Pose-invariant face alignment is a very challenging problem in computer vision, which is used as a prerequisite for many facial analysis tasks, e.g., face recognition, expression recognition, and 3D face reconstruction. Recently, there have been a few attempts to tackle this problem, but still more research is needed to achieve higher accuracy. In this paper, we propose a face alignment method that aligns an image with arbitrary poses, by combining the powerful cascaded CNN regressors, 3D Morphable Model (3DMM), and mirrorability constraint. The core of our proposed method is a novel 3DMM fitting algorithm, where the camera projection matrix parameters and 3D shape parameters are estimated by a cascade of CNN-based regressors. Furthermore, we impose the mirrorability constraint during the CNN learning by employing a novel loss function inside the siamese network. The dense 3D shape enables us to design pose-invariant appearance features for effective CNN learning. Extensive experiments are conducted on the challenging large-pose face databases (AFLW and AFW), with comparison to the state of the art.
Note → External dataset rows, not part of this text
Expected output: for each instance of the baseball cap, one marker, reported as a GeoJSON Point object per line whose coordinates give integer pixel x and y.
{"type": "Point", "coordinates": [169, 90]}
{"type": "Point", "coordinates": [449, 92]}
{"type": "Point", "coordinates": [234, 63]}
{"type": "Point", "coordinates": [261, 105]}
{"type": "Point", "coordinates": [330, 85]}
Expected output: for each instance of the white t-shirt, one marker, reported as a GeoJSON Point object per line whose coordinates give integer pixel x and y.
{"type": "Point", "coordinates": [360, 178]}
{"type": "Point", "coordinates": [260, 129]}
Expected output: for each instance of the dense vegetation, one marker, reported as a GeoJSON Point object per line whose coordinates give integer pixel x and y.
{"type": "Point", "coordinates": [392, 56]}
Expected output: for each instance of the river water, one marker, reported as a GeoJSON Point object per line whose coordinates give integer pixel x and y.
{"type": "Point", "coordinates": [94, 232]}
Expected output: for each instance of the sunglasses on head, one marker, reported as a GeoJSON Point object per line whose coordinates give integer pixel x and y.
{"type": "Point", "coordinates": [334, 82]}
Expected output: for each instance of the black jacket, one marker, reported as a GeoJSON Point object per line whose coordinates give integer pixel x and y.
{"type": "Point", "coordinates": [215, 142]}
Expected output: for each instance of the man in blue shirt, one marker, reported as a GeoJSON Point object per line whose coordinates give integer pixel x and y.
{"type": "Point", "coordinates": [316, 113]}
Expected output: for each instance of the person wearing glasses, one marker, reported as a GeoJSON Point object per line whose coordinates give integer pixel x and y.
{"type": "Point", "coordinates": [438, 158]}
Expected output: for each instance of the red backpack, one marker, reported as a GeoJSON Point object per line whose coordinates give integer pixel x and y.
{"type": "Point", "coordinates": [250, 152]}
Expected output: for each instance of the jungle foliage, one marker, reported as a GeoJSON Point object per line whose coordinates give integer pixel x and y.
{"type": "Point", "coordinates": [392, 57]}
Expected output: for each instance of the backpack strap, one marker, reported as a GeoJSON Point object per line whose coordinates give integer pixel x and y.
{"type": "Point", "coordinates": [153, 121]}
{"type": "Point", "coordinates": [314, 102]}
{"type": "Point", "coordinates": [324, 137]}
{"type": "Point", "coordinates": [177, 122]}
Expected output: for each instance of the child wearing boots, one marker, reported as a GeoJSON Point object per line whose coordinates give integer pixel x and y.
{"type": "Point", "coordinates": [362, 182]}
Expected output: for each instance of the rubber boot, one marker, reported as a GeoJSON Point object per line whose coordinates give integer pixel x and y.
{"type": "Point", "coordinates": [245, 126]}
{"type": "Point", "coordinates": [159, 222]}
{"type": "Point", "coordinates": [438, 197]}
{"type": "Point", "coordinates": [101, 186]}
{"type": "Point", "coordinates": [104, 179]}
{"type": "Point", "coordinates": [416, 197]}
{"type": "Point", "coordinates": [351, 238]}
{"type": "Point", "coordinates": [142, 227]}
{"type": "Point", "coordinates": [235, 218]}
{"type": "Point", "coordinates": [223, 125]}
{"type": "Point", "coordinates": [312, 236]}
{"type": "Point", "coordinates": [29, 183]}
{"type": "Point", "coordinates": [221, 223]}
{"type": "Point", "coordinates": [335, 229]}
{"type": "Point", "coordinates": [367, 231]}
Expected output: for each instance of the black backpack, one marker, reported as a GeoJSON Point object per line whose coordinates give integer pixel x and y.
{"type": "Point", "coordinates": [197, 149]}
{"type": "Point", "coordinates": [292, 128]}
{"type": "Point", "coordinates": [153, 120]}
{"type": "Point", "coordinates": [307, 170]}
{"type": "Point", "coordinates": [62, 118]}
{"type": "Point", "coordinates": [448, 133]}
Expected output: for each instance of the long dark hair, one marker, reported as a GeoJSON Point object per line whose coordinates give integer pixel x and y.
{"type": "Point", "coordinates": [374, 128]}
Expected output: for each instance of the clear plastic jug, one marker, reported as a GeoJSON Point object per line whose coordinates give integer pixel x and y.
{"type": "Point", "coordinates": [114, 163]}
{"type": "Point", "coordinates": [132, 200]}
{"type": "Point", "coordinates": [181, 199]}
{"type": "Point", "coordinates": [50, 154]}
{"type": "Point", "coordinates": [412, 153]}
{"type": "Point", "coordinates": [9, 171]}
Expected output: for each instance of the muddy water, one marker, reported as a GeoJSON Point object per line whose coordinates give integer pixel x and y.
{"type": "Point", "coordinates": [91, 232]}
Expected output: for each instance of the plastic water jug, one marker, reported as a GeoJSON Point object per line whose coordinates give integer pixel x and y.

机译:姿势不变的面向对齐是计算机视觉中的一个非常具有挑战性的问题,它被用作许多面部分析任务的先决条件,例如面部识别,表达式识别和3D面重建。最近,有几次尝试解决这个问题,但需要更多的研究来实现更高的准确性。在本文中,我们提出了一种面对对准方法,其通过组合强大的级联CNN回归,3D可线模型(3DMM)和可互动约束来对准具有任意姿势的图像。我们所提出的方法的核心是一种新型3DMM拟合算法,其中通过基于CNN的回归级数估计相机投影矩阵参数和3D形参数。此外,通过在暹罗网络内采用新颖的损失功能,我们在CNN学习期间强加了可视化限制。密集的3D形状使我们能够为有效的CNN学习设计姿势不变的外观功能。与挑战的大姿势面部数据库(AFLW和AFW)进行了广泛的实验,与现有技术相比。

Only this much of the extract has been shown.